The Bush administration is acutely sensitive to this. While the State Department put its imprimatur on the performance, helping with the logistics and even suggesting the program, it has pointedly refused to send any senior officials to the concert. Rice decided earlier this month that neither she nor her deputy Chris Hill, the chief negotiator on the six-party talks, would attend, although they are in the region.

“We cannot pretend that problems don’t exist when they exist,” said Hill during a visit to Seoul last week to discuss the nuclear issues. He added, “The New York Philharmonic visit is very much in keeping with the New York Philharmonic’s role in many countries, where it has gone to very unusual places and has played music, and in many ways has been a kind of precursor to American diplomacy in that regard.”

Some said North Korea’s invitation to the orchestra may have been designed to boost Kim politically.

“As far as they are concerned, any visit to Pyongyang by a foreign delegation is a tributary visit, and they see the orchestra as being sent by the Bush administration,” said Brian Myers, a North Korea scholar at Dongseo University in South Korea. “The North Korean media will portray this as an acknowledgment that `we are a nuclear nation and the Americans are coming to honor us.’”
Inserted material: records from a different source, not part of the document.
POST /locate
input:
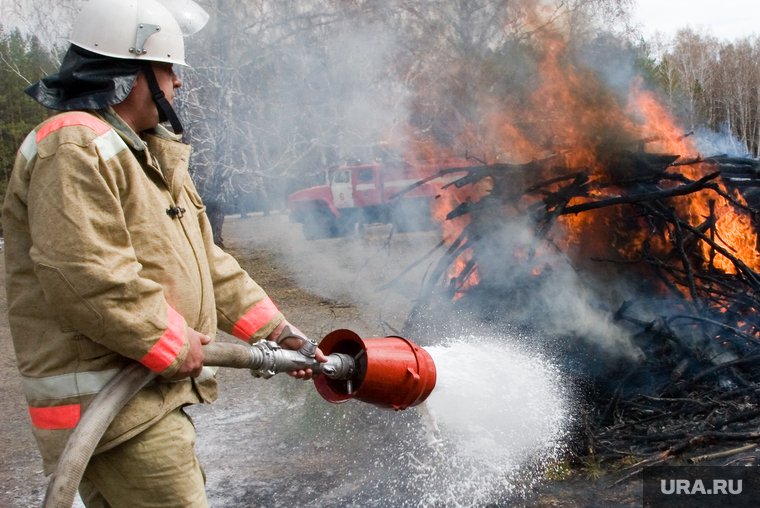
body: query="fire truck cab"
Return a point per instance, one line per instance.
(364, 194)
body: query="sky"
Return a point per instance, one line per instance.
(724, 19)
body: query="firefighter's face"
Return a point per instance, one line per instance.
(138, 109)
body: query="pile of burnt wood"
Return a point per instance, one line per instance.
(698, 381)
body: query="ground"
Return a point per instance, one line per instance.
(276, 443)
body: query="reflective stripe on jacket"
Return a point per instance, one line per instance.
(99, 274)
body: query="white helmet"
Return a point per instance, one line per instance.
(138, 29)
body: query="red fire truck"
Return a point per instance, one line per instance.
(361, 194)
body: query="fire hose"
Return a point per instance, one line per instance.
(389, 372)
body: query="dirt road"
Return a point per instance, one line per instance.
(276, 443)
(320, 286)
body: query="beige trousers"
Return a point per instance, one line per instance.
(157, 468)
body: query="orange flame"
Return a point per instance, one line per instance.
(571, 116)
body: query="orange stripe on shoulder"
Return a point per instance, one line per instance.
(71, 119)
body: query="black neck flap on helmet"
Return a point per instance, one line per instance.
(86, 80)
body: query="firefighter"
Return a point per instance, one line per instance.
(110, 259)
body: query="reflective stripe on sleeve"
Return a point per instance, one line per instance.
(257, 317)
(66, 385)
(82, 119)
(56, 417)
(169, 345)
(110, 144)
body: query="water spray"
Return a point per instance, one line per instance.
(389, 372)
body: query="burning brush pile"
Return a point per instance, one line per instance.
(636, 255)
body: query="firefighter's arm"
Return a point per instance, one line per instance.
(193, 363)
(84, 260)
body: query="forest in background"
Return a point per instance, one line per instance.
(277, 91)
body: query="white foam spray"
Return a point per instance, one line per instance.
(498, 417)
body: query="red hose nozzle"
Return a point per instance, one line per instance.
(392, 372)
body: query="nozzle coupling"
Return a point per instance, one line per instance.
(268, 359)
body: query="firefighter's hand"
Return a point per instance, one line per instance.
(295, 343)
(193, 363)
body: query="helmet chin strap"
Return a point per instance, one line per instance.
(165, 110)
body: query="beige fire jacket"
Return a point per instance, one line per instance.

The North Koreans have provided the logistics. Not only did Pyongyang build an acoustic sound shell for the 1,500-seat East Pyongyang Grand Theater especially for the performance, but for 48 hours there will be a stream of communication from the country to the outside world as some 80 journalists cover on the historic event. A scarlet Steinway piano is being rolled in for the occasion, and temperature-controlled trucks for transporting equipment are being sent from Seoul across the demilitarized zone, which requires military approval.
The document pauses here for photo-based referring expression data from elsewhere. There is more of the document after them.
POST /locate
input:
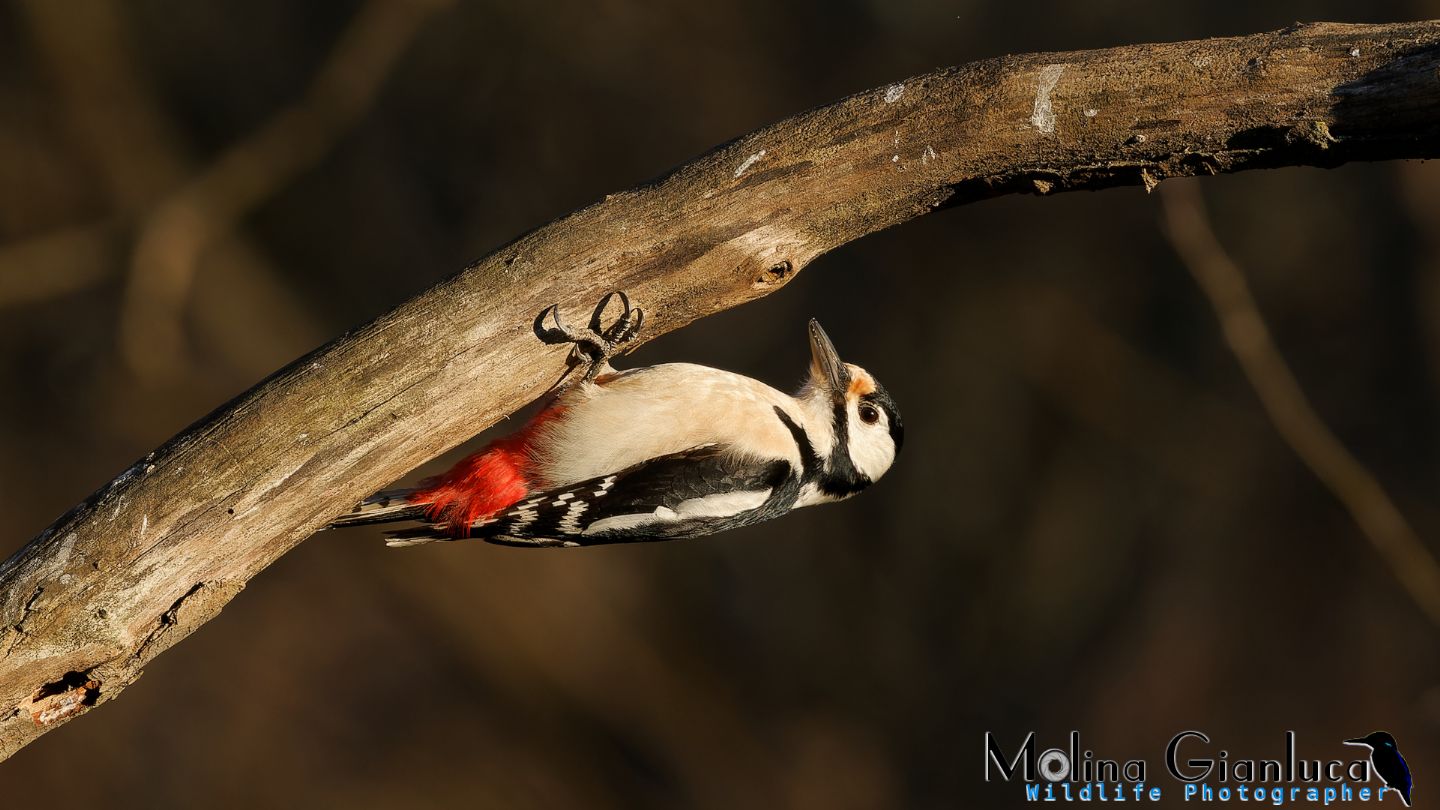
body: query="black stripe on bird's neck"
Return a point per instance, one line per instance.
(840, 477)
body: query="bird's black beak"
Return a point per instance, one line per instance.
(825, 361)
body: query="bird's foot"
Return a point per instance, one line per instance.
(596, 343)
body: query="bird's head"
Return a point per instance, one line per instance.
(1374, 740)
(864, 430)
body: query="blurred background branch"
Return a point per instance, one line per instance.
(187, 221)
(1188, 229)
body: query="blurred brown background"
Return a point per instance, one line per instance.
(1092, 526)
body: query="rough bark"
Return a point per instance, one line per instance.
(160, 549)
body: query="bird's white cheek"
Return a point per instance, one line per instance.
(871, 450)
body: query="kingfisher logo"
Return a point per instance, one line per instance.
(1195, 768)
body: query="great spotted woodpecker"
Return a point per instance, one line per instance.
(655, 453)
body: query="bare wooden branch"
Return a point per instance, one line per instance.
(167, 544)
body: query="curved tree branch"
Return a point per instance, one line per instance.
(167, 544)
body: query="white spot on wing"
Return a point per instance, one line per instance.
(725, 505)
(1044, 116)
(749, 162)
(722, 505)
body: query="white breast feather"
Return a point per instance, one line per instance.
(655, 411)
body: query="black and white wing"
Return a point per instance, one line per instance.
(684, 495)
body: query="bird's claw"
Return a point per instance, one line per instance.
(595, 343)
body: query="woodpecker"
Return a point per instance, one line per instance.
(654, 453)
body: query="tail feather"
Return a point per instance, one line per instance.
(386, 506)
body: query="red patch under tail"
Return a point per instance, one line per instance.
(483, 483)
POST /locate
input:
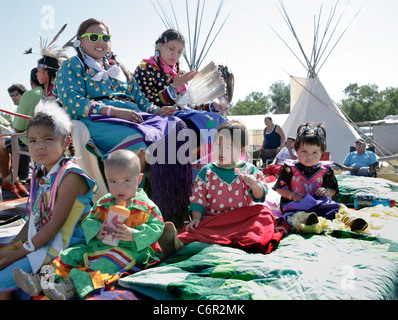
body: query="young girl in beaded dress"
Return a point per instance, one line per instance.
(307, 184)
(60, 195)
(227, 203)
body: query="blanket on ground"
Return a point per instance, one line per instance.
(343, 265)
(352, 186)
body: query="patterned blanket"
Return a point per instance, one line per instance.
(342, 265)
(352, 186)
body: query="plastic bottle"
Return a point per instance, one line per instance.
(116, 214)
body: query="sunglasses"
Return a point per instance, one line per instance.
(94, 37)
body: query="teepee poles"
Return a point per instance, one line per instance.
(324, 42)
(197, 51)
Donald Gregg, a former U.S. ambassador to South Korea who now chairs the Korea Society, said that in some ways this visit dwarfs the 1971 visit by the U.S. table tennis team to China, which helped set the stage for normalized relations. Gregg called it a “broadside of soft power being fired into the hearts and minds of the North Korean people, and way up the scale from ping-pong diplomacy in terms of the number of people and the logistics involved.”

But North Korea is far more closed today than China was then, and some see a disconnect between the cultural and political engagement of the U.S. and North Korea.
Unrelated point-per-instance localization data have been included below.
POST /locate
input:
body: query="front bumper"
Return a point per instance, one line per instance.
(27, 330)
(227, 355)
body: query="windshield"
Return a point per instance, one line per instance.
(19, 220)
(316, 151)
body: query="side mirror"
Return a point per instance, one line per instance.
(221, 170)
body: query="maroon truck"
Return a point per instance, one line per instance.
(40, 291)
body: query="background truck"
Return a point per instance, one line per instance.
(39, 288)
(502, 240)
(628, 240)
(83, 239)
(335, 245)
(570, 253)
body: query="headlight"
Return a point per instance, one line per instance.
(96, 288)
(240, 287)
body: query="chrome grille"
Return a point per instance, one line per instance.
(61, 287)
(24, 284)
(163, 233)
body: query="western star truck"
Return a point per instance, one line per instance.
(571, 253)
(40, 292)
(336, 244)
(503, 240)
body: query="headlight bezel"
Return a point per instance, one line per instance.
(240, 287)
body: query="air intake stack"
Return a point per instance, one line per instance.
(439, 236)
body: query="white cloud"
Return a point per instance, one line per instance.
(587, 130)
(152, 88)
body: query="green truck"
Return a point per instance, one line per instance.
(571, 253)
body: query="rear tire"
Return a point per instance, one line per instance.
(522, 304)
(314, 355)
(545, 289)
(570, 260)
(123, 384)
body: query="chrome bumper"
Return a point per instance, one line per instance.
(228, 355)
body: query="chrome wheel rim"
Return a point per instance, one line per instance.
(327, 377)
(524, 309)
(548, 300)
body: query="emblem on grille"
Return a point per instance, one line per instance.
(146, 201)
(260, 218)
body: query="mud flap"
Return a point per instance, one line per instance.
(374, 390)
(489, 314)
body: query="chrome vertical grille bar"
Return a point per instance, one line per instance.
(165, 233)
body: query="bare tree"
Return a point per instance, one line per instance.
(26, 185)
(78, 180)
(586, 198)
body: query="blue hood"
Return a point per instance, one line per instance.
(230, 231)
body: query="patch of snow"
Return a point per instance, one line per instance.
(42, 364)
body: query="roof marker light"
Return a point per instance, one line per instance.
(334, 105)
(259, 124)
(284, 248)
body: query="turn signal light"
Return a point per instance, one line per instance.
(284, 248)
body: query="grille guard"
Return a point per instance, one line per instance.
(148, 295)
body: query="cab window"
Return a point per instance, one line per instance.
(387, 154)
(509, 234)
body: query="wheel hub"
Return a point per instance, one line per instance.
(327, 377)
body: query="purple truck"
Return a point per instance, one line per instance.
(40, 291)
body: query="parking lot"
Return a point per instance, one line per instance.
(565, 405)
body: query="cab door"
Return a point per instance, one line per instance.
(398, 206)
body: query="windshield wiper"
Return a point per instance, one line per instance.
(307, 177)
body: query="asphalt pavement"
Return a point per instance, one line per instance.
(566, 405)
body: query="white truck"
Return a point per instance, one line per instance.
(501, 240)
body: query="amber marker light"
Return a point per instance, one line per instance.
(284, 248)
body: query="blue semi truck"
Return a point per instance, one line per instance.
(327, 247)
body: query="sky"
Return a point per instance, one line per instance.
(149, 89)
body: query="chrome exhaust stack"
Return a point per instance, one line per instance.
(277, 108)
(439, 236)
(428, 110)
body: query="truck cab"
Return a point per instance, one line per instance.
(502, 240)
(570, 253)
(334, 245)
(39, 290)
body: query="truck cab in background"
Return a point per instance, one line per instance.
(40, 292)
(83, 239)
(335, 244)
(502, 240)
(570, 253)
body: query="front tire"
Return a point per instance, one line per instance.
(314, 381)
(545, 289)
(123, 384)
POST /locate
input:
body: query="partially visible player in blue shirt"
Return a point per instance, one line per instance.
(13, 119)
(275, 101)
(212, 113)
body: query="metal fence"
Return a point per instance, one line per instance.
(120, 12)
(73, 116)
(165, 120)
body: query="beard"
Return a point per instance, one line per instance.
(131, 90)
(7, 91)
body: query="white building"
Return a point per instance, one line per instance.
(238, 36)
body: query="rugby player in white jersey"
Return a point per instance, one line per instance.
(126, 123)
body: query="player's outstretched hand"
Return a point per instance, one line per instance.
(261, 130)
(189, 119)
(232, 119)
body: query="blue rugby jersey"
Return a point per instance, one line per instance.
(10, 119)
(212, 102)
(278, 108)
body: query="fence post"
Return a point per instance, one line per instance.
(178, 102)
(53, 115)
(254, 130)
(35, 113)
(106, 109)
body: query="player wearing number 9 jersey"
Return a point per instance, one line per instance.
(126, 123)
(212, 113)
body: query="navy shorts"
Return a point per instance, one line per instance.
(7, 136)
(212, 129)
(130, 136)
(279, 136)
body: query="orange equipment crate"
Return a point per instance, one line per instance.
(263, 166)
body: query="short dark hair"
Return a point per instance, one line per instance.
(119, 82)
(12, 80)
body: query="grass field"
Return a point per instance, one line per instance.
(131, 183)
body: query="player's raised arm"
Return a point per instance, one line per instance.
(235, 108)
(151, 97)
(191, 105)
“The concert may signal they are serious about improving relations with the U.S., but it does not signal a readiness to compromise on the nuclear front,” said Joel Wit, a former diplomat now at the Johns Hopkins University’s U.S.-Korea Institute, who visited nuclear sites and spoke with officials as part of a delegation in North Korea this month.

Other experts pointed out that North Korea remains a secretive country with a cult of personality around an all-powerful leader. It celebrated Kim’s 66th birthday this month with exhibitions of Kimjongilia, a roselike flower named after the “Dear Leader,” and synchronized swimmers performing to a tune called “Our General Is Best.”

The New York Philharmonic, which entertained a Chinese audience Sunday during a stopover in Beijing, will perform in front of a North Korean audience that will be provided with concert programs assembled and translated by the Korea Society. The programs will provide detailed descriptions of the pieces, including the fact that Dvorak wrote his symphony as a tribute to the U.S. But they will be seen only by an audience presumably composed of vetted members of the elite.

“We will not know until the event itself how North Korean broadcasters are going to frame it and what message the North Korean people are receiving,” said Marcus Noland, a senior fellow at the Peterson Institute for International Economics and author of “Korea after Kim Jong Il.” “The idea that anyone in North Korea will have any comprehension of the sly import of the Dvorak and Gershwin pieces is absolutely ridiculous.”